The local peso has been hovering near 52 a dollar since the last week of January 2018, as the improving US economy buoyed the greenback against other currencies.
HSBC said, however, that the Duterte administration’s plan to put halt the deployment of Filipino workers to Kuwait could hurt the growth trajectory of remittances this year.
“Downside risks persist given the Duterte administration’s proposal to ban OFWs from going to Kuwait due to recent abuse and maltreatment cases,” the British bank said.
Bangko Sentral ng Pilipinas deputy governor Diwa Guinigundo said last week the proposed total deployment ban of OFWs to some countries in the Middle East due to reported abuses and maltreatment would not have significant impact on remittances growth this year as Filipinos were known to be resourceful enough to find other jobs in other countries.
Finance Secretary Carlos Dominguez III echoed this sentiment, saying overseas Filipinos with the help of the government could tap non-traditional destinations such as China and Russia.

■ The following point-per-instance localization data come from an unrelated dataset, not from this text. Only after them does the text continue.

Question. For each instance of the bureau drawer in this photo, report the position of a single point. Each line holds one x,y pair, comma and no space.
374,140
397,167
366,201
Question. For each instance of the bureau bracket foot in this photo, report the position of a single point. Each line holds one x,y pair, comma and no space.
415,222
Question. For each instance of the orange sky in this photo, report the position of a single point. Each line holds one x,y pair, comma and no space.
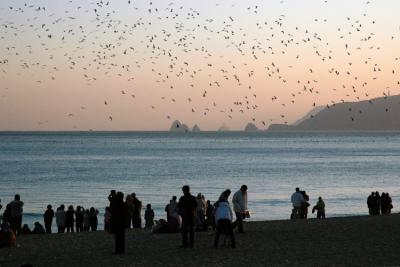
59,65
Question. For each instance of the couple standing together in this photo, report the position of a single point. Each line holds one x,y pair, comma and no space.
223,214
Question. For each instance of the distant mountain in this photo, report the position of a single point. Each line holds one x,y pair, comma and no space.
223,128
196,129
379,114
251,127
178,127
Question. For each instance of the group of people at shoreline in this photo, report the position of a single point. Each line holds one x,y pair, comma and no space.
186,215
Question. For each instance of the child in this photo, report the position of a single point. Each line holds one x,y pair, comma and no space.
107,220
149,216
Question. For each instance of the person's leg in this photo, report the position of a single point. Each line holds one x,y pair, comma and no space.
217,234
191,238
184,235
229,230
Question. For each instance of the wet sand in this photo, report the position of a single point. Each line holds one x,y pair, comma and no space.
350,241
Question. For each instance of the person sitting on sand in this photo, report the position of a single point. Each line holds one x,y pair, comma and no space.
320,208
119,213
107,220
187,209
297,201
223,218
93,219
79,219
16,214
86,221
239,202
149,216
48,218
7,237
69,221
38,229
61,218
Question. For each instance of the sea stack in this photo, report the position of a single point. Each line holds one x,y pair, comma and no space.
178,127
251,127
196,129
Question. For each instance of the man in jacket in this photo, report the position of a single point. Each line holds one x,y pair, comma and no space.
239,201
187,209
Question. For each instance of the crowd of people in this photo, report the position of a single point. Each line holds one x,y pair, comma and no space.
186,215
379,204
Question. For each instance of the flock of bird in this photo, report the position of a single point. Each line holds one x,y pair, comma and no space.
231,61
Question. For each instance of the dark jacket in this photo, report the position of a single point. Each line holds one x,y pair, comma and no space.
187,206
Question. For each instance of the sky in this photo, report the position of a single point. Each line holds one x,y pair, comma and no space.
140,65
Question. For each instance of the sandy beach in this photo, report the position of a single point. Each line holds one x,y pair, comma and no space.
350,241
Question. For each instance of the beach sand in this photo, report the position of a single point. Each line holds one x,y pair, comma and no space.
349,241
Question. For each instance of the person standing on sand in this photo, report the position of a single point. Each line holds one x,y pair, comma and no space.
16,214
320,208
119,212
79,219
149,216
48,218
61,218
297,201
69,222
239,202
223,218
137,212
187,208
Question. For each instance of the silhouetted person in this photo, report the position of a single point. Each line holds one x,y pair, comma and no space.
149,216
107,219
136,217
118,222
377,203
61,218
223,218
304,205
16,214
93,221
7,214
69,222
370,203
79,218
297,200
239,201
187,208
320,208
48,218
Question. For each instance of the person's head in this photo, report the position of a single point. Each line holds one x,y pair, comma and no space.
243,188
186,189
119,197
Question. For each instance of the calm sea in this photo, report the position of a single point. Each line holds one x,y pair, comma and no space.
81,168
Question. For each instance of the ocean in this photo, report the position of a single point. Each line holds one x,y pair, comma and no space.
80,168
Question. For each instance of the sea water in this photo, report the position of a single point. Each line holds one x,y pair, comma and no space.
80,168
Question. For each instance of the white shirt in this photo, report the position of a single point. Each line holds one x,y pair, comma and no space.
297,199
223,211
239,201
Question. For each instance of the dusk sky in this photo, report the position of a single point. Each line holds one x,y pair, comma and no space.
139,65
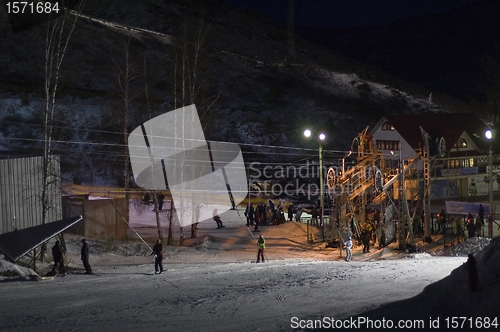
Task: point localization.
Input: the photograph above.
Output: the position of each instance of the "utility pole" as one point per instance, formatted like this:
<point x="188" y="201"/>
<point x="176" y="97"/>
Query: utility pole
<point x="290" y="34"/>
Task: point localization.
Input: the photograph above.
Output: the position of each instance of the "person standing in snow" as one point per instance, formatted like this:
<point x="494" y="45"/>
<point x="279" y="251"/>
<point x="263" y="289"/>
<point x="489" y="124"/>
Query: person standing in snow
<point x="85" y="253"/>
<point x="490" y="222"/>
<point x="348" y="246"/>
<point x="480" y="213"/>
<point x="261" y="242"/>
<point x="472" y="272"/>
<point x="58" y="255"/>
<point x="217" y="219"/>
<point x="161" y="198"/>
<point x="158" y="252"/>
<point x="471" y="228"/>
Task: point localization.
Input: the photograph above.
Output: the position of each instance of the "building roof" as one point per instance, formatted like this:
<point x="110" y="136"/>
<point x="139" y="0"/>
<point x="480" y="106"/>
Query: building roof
<point x="448" y="125"/>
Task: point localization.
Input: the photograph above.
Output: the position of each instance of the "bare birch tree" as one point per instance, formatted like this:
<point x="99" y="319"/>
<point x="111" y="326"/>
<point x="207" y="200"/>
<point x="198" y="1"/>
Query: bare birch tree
<point x="58" y="35"/>
<point x="190" y="81"/>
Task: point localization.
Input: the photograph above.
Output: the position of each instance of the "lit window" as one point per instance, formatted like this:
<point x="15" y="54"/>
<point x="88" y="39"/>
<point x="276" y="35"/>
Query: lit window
<point x="387" y="126"/>
<point x="461" y="143"/>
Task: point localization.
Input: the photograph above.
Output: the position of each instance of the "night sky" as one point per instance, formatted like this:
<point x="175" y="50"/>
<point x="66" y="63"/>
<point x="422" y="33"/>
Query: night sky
<point x="345" y="13"/>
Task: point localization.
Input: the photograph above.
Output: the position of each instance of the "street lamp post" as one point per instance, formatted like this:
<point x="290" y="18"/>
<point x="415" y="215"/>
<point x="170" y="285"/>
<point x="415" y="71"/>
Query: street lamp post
<point x="489" y="136"/>
<point x="321" y="138"/>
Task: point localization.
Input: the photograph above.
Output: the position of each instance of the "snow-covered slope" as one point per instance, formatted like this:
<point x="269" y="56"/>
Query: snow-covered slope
<point x="256" y="99"/>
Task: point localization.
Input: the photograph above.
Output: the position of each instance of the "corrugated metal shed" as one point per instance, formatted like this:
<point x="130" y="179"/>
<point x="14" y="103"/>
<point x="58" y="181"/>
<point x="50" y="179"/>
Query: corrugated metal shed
<point x="21" y="188"/>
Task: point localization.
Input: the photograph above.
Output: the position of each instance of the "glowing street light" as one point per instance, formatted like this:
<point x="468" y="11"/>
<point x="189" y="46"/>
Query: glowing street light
<point x="321" y="138"/>
<point x="488" y="134"/>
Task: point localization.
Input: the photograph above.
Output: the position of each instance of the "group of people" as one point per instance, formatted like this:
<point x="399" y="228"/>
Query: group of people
<point x="58" y="255"/>
<point x="266" y="214"/>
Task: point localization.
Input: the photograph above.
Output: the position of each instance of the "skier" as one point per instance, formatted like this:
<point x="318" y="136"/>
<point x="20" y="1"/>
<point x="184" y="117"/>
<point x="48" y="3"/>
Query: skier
<point x="85" y="252"/>
<point x="158" y="252"/>
<point x="58" y="254"/>
<point x="348" y="246"/>
<point x="262" y="245"/>
<point x="490" y="222"/>
<point x="217" y="219"/>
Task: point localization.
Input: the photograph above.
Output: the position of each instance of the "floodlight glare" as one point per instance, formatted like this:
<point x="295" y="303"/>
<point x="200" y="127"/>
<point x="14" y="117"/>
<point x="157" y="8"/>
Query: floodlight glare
<point x="488" y="134"/>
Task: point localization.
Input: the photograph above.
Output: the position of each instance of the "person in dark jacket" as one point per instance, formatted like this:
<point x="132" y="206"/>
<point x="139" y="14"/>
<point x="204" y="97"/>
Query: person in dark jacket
<point x="158" y="252"/>
<point x="58" y="255"/>
<point x="261" y="242"/>
<point x="471" y="228"/>
<point x="85" y="256"/>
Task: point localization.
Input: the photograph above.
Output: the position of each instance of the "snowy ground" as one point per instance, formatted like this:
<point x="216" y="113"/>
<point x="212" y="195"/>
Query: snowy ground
<point x="211" y="284"/>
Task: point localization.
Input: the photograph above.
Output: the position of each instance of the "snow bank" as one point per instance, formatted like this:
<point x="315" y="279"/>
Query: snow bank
<point x="10" y="270"/>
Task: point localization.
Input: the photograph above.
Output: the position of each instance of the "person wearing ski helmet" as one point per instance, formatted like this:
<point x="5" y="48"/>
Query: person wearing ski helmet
<point x="261" y="242"/>
<point x="348" y="246"/>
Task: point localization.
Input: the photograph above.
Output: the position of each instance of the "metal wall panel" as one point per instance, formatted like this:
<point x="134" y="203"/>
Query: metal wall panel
<point x="21" y="192"/>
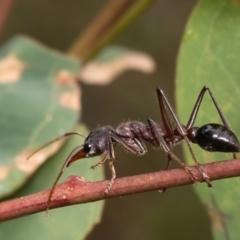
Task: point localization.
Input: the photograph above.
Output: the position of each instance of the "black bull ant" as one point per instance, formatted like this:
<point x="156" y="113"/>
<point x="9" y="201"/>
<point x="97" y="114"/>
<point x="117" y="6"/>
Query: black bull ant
<point x="210" y="137"/>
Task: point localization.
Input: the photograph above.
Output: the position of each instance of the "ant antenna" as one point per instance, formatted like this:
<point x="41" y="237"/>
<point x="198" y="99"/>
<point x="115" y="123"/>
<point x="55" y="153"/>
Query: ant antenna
<point x="55" y="140"/>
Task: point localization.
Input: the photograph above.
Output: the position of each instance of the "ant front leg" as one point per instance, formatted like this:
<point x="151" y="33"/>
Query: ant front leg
<point x="110" y="183"/>
<point x="111" y="157"/>
<point x="102" y="161"/>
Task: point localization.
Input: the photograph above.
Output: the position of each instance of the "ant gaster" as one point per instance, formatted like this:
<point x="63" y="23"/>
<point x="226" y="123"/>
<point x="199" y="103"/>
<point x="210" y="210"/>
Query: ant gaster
<point x="210" y="137"/>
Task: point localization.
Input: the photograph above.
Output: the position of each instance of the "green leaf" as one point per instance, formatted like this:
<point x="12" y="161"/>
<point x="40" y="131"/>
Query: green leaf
<point x="39" y="101"/>
<point x="73" y="222"/>
<point x="113" y="61"/>
<point x="209" y="55"/>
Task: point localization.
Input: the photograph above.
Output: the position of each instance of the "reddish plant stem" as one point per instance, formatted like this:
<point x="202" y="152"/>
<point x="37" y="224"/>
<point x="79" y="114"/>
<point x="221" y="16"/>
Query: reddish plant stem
<point x="75" y="190"/>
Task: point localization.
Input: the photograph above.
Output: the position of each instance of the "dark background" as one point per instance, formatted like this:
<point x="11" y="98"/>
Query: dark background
<point x="177" y="214"/>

Remittances together with business process outsourcing receipts account for around $50 billion in dollar inflows annually and serve as a steady source of strength for the external payments position.
The Bangko Sentral is set to release the January 2018 remittances data on March 15.
Money sent home by overseas Filipinos reached a record $28.06 billion in 2017, up 4.3 percent from $26.90 billion a year ago and exceeded the Bangko Sentral’s conservative 4-percent growth target for the year.
The higher cash remittances in 2017 was supported by the increase in transfers from both land-based and sea-based workers by 4 percent and 5.4 percent, respectively.
Data showed that in December 2017 alone, cash remittances grew 7.1 percent to $2.741 billion from $2.559 billion a year earlier. The countries that contributed the most to the increase in cash remittances during the month were the United States, United Arab Emirates and Singapore.
Remittances from the Middle East increased 3.4 percent in 2017, driven by growth in remittances from the UAE, Qatar and Bahrain. Remittances from Asia grew 7.3 percent, boosted by transfers originating from Singapore, Japan and Taiwan.
Remittances from the Americas increased 5.8 percent, with inflows from the US rising 5.5 percent.
Data showed that despite the decrease in remittances from the United Kingdom due to the depreciation of the pound against the dollar, remittances from Europe still went up 1.5 percent.
The Bangko Sentral said it expected a conservative 4-percent growth for remittances in 2018.